Al igual que hicera Kubrick durante
los primeros cuarenta minutos de La chaqueta metálica,
Tigerland se centra en el proceso de entrenamiento de un
grupo de soldados que van a ser enviados a Vietnam. Entre ellos
se encuentra Roland Bozz, un joven que ama y odia al ejército
con la misma intensidad. Bozz no acepta la autoridad de los mandos
y se muestra incapaz de aceptar la violencia que estos ejercen
sobre los reclutas. Secundado por varios soldados de su pelotón,
Bozz aprenderá con ellos en que consiste la lealtad, incluso
dentro del sinsentido de la guerra que ellos experimentan en "Tigerland",
un despiadado campo de entrenamiento que el Gobierno norteamericano
ha preparado a imagen y semejanza del propio Vietnam.

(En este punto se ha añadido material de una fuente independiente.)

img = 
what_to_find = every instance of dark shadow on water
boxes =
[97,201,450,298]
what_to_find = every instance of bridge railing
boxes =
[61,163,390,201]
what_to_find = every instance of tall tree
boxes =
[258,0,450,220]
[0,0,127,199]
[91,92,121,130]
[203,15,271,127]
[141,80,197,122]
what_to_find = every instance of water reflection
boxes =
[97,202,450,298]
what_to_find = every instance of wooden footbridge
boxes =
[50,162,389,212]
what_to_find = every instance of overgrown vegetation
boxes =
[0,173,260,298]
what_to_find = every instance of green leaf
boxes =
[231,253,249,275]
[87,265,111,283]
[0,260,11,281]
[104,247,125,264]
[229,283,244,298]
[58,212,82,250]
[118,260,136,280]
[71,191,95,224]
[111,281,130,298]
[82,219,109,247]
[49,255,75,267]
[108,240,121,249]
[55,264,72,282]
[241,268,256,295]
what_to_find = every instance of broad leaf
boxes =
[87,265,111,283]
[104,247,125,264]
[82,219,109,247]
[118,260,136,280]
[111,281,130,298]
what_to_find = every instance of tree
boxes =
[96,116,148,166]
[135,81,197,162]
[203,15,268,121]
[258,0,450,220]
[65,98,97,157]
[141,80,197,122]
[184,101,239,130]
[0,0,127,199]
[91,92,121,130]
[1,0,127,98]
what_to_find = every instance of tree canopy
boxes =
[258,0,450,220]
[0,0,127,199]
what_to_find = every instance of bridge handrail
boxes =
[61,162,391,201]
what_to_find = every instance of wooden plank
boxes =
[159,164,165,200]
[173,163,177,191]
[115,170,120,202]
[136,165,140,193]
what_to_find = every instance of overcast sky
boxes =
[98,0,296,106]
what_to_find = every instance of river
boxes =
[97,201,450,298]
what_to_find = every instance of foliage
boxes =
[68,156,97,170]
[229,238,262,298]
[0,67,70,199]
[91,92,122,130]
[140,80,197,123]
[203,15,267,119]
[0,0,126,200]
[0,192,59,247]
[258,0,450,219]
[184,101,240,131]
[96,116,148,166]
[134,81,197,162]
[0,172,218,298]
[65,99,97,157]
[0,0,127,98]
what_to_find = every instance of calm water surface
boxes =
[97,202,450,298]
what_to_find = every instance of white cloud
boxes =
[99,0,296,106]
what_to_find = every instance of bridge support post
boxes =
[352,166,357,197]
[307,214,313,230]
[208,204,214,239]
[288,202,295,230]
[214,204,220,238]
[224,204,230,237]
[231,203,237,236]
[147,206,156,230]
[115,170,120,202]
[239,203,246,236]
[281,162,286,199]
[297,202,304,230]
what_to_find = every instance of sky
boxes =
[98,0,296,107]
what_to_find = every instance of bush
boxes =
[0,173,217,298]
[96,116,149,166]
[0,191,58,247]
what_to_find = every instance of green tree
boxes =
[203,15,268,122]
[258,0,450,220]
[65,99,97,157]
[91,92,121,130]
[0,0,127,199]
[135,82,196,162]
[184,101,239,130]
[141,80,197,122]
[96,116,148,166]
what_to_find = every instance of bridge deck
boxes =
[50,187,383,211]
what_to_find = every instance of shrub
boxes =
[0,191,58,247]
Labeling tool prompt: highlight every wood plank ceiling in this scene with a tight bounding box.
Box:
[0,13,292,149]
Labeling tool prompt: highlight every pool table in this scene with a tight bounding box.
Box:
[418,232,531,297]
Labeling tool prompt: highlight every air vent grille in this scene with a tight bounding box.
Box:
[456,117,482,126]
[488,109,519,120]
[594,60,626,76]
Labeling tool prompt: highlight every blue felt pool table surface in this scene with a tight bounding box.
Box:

Alejándose de forma radical
de otros títulos dentro de su ampulosa filmografía,
Joel Schumacher ha conseguido en Tigerland una película
de factura sencilla, rodada al completo con una cámara
de 16 mm al hombro, con lo que se incrementa la sensación
de veracidad que obtiene el espectador al evaluar el filme. La
película mantiene el interés por lo que ocurre sin
grandes altibajos: una historia interesante interpretada por un
buen grupo de actores. Deudor de Kubrick en los conceptos y del
movimiento Dogma 95 en sus postulados estéticos, Schumacher
nos ofrece un documento logrado acerca de cómo es posible
mantener una humanidad sin fisuras en un entorno brutal y desnaturalizado,
una interpretación de la guerra como un estado mental más
que como un fenómeno geográfico, político
o social.
Al frente del reparto se encuentra
el debutante Colin Farrel. Irlandes e hijo de un jugador de fútbol,
el actor realiza un trabajo muy meritorio en este filme. De hecho
esta interpretación le ha valido participar en la nueva
película de Steven Spielberg, Minority Report, en
el papel que Bardem rechazó. A su lado otros desconocidos
como Matthew Davis o Clifton Collins Jr. completan un magnífico
reparto, toda una cantera de la que obtener rostros frescos para
la gran pantalla.
"Ardor guerrero", cantaban
con fingido entusiasmo los soldados en los años setenta
durante los largos amaneceres de San Sebastián, como escucha
las canciones patrióticas la tropa del Coronel Dax momentos
antes de entrar en combate, como cantan los jóvenes soldados
que van camino de Vietnam, sabiendo que van a una guerra perdida,
por un camino del que no pueden volver atrás. ¿Qué
pasaría si uno de ellos decidiera que ése no es
su sitio?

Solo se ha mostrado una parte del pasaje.